To program the management strategy, the programmer can rely on a API and a GCC cross-compiler tool chain.
IV. PERFORMANCE AND POWER CONSUMPTION RESULTS
A. Performance results
Performance results are extracted with a simulation platform. To increase simulation speed, the NoC is modeled in TLM SystemC using post-layout parameters. All SMEP units are modeled at RTL level to provide cycle-accurate results. The control processor is clocked each time scheduling or reconfiguration is needed. We have measured the control processor activity as shown in table II. The control processor is active less than 6% of the total TTI processing time. The performance is achieved by using hardware I/O interfaces for fast packetization/depacketization and a configuration handler than reconfigure the data-flow very efficiently.

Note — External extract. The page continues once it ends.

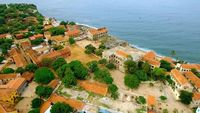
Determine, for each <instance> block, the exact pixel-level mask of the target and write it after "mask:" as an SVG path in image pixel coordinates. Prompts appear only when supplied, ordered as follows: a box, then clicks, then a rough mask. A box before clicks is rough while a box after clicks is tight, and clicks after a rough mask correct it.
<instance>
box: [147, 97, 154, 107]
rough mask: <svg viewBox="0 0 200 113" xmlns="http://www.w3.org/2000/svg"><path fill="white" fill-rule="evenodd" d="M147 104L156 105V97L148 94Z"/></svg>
mask: <svg viewBox="0 0 200 113" xmlns="http://www.w3.org/2000/svg"><path fill="white" fill-rule="evenodd" d="M147 104H148V106H155V105H156V98H155V97H154V96H151V95H148V96H147Z"/></svg>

The polling technique on the MIPS processor enable a fast detection of events. Typically, the processor is able to detect a reconfiguration event, then send a request to the configuration server and finally activate the scheduling of that configuration in around 60 clock cycles.

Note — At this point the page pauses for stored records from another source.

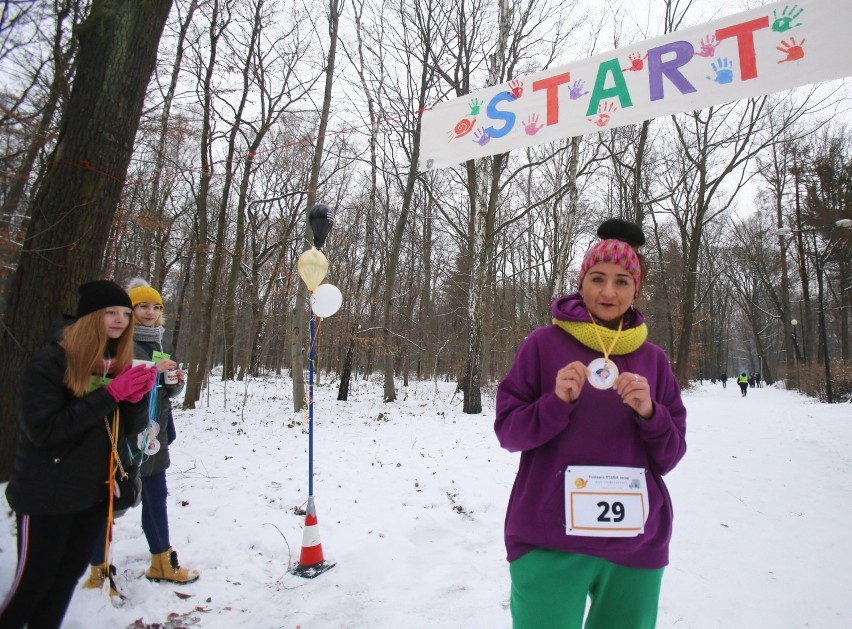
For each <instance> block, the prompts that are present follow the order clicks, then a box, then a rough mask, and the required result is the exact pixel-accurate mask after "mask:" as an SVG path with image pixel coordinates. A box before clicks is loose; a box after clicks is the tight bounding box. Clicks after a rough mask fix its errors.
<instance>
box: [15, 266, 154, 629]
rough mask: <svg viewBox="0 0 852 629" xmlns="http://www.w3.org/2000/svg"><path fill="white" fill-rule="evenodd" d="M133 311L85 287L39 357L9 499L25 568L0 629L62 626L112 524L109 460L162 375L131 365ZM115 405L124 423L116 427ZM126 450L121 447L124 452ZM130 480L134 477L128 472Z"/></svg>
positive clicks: (139, 419)
mask: <svg viewBox="0 0 852 629" xmlns="http://www.w3.org/2000/svg"><path fill="white" fill-rule="evenodd" d="M131 314H132V306H131V302H130V298H129V297H128V296H127V293H126V292H124V290H123V289H122V288H121V287H120V286H118V285H117V284H114V283H113V282H109V281H106V280H97V281H94V282H88V283H86V284H83V285H82V286H80V288H79V300H78V304H77V317H76V320H75V321H74V322H73V323H71V325H68V326H67V327H65V328H64V329H63V330H61V331H60V333H59V334H58V335H57V337H56V338H55V339H54V340H53V342H51V343H50V345H48V346H47V347H45V348H43V349H41V350H40V351H39V352H38V353H36V355H35V356H34V357H33V359H32V361H31V362H30V364H29V366H28V367H27V369H26V371H25V373H24V379H23V383H22V389H21V394H22V395H21V413H20V435H19V440H18V449H17V454H16V457H15V464H14V467H13V471H12V478H11V480H10V481H9V485H8V487H7V488H6V498H7V500H8V501H9V505H10V506H11V507H12V509H14V510H15V513H16V515H17V525H18V565H17V570H16V573H15V578H14V580H13V582H12V587H11V590H10V592H9V594H8V595H7V597H6V600H5V601H4V602H3V604H2V606H0V627H4V628H10V629H11V628H17V627H23V626H25V625H28V626H30V627H59V626H60V625H61V624H62V619H63V617H64V616H65V610H66V609H67V607H68V604H69V603H70V601H71V595H72V594H73V592H74V588H75V587H76V585H77V582H78V580H79V579H80V577H81V576H82V574H83V573H84V572H85V570H86V566H87V565H88V559H89V554H90V552H91V549H92V546H93V545H94V541H95V539H94V536H95V535H97V534H98V531H99V530H100V524H101V521H102V520H103V519H104V518H106V517H107V511H108V506H109V504H110V503H109V495H110V494H109V492H110V490H111V489H112V491H113V495H115V492H116V490H115V486H114V483H113V481H112V479H111V478H110V471H111V467H112V462H111V456H118V453H117V452H116V448H117V447H121V445H122V444H124V442H125V439H128V438H135V437H136V434H138V433H139V432H141V431H142V430H143V429H144V428H145V426H146V424H147V422H148V396H147V393H148V391H150V390H151V388H152V387H153V385H154V380H155V378H156V376H157V371H156V369H152V368H147V367H145V366H144V365H139V366H137V367H131V362H132V359H133V320H132V316H131ZM116 407H117V408H118V410H119V421H118V424H117V426H116V424H114V423H113V424H112V426H113V427H112V428H111V427H110V426H111V424H110V421H109V418H112V417H113V415H114V411H115V410H116ZM116 444H119V445H116ZM124 471H125V472H128V473H130V474H132V473H133V470H124Z"/></svg>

A pipelined application needs a more complex scheduling technique, that implies more MIPS instructions. But the overhead on the processing time is only 0.2% (1µs overhead on 530µs TTI processing) . Using a hardware I/O interfaces, the communication between control processor only takes few cycles.
As the scheduling and reconfiguration is processed in parallel to the telecom application, the performance cost of a flexible control is negligible on LTE applications.
B. Power consumption results
To evaluate the power consumption, the platform has been placed and routed in 65 nm low-power CMOS technology. We have simulated a complete TTI processing with the placed and routed netlist. Table III presents the average power consumption at gate-level of the two SMEP units executing the application. The power consumption of the Control Processor is very low, this is mainly due to a reduced activity over the TTI processing (< 5% activity). The clock signal of the control processing is gated during non-active period to reduce the power consumption. For an unpipelined application the power consumption of the Control Processor is 2.7mW compared to 3.8mW for a pipelined application. Figure 6 shows a detailed view of the power consumption profile during a TTI processing, with separate contributions for processing (DSP), data reordering (SME) and control (MIPS) for SMEP0. 
V. CONCLUSION
We have presented the GENEPY platform, a low-power homogeneous MPSoC for 4G Mobile Terminals. The major component is the SMEP baseband processor, able to provide data manipulation at 77 GBits/s and computing at 3.2 GMAC/s at a 400MHz operating frequency. Due to separate data handler and data processing blocks, this architecture is efficient and configurable. The control over the platform is fully distributed on MIPS processors: this solution is highly flexible and scalable with a moderate area overhead of 5.1% of the platform silicon area. For a pipelined LTE application, the Control Processor is only active 5% of the processing time with a power consumption of 3.8 mW (2 % of the global power consumption). This flexible and distributed control architecture for a homogeneous platform enables to execute a wide range of control strategies with a minimal Performance/Energy impact.
Our future research efforts comprise the enhancement of the SMEP unit towards a better power management. As the MIPS processor is used only at 5% of its capacity, we will explore its use to support distributed power management algorithms, task migration, fault tolerance, load balancing, etc.